You have learned that the number of counts in each pixel tends to rise linearly with time, due to electrons knocked free in the silicon lattice. When we take pictures of real celestial objects, we want to remove this "dark current" so that it doesn't contaminate our measurements of the brightness of stars. But how can we do that?

#### First try: subtract the mean value

Consider the 1-second warm dark frames: dark1-001d.fit, dark1-002d.fit, dark1-003d.fit. We want to get rid of the thermal contribution. Maybe we can just find the mean value, and subtract that.

1. Make a copy of the image dark1-001d.fit for trial purposes:

cp dark1-001d.fit test.fit

2. Measure the mean and standard deviation of pixel values in this dark frame.

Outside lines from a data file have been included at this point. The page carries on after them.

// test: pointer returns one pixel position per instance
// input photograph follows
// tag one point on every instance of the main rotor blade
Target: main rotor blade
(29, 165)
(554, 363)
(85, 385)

Write them down.

3. Measure the mean value in image dark1-002d.fit. Suppose that it is 210 counts.

4. Subtract this value from all pixels in the test image like so:

sub test.fit const=210

where you substitute your actual measured mean value for the "210" above.

5. Now measure the mean and standard deviation of the test.fit image, after the mean value of another dark frame has been subtracted. How does the new mean value compare to the original mean value? How does the new standard deviation compare to the original mean value?

6. Display the test.fit image, and look at it critically.

We hope to see a subtracted image which has values of exactly zero everywhere. How well did this idea work?

#### Second try: subtract one image from the next

Okay, that wasn't so great. Maybe it would be better to work on a pixel-by-pixel basis. Let's try subtracting one image directly from another:

1. Make a copy of the image dark1-001d.fit for trial purposes:

cp dark1-001d.fit test.fit

2. Subtract the image dark1-002d.fit from the test image like so:

sub test.fit dark1-002d.fit

3. Now measure the mean and standard deviation of the test.fit image. How does the new mean value compare to the original mean value? How does the new standard deviation compare to the original mean value?
4. Display the test.fit image, and look at it critically.

Is this result all zeroes? Is it better than the first attempt? Can you be quantitative?

If you look carefully, you should see at least one pixel which is way, way, way above zero. Hint: consider changing the contrast of the image like so:

tv test.fit z=0 l=200
1. What is the location (row, col) of this pixel?
2. What is its value in the subtracted image?
3. How does this value compare to the standard deviation of pixel values in the subtracted image?

The problem is that every now and then, a cosmic ray particle flies through the CCD detector and knocks lots of electrons loose. These events occur at random times and intervals, so you can't predict them. They are very hard to remove ...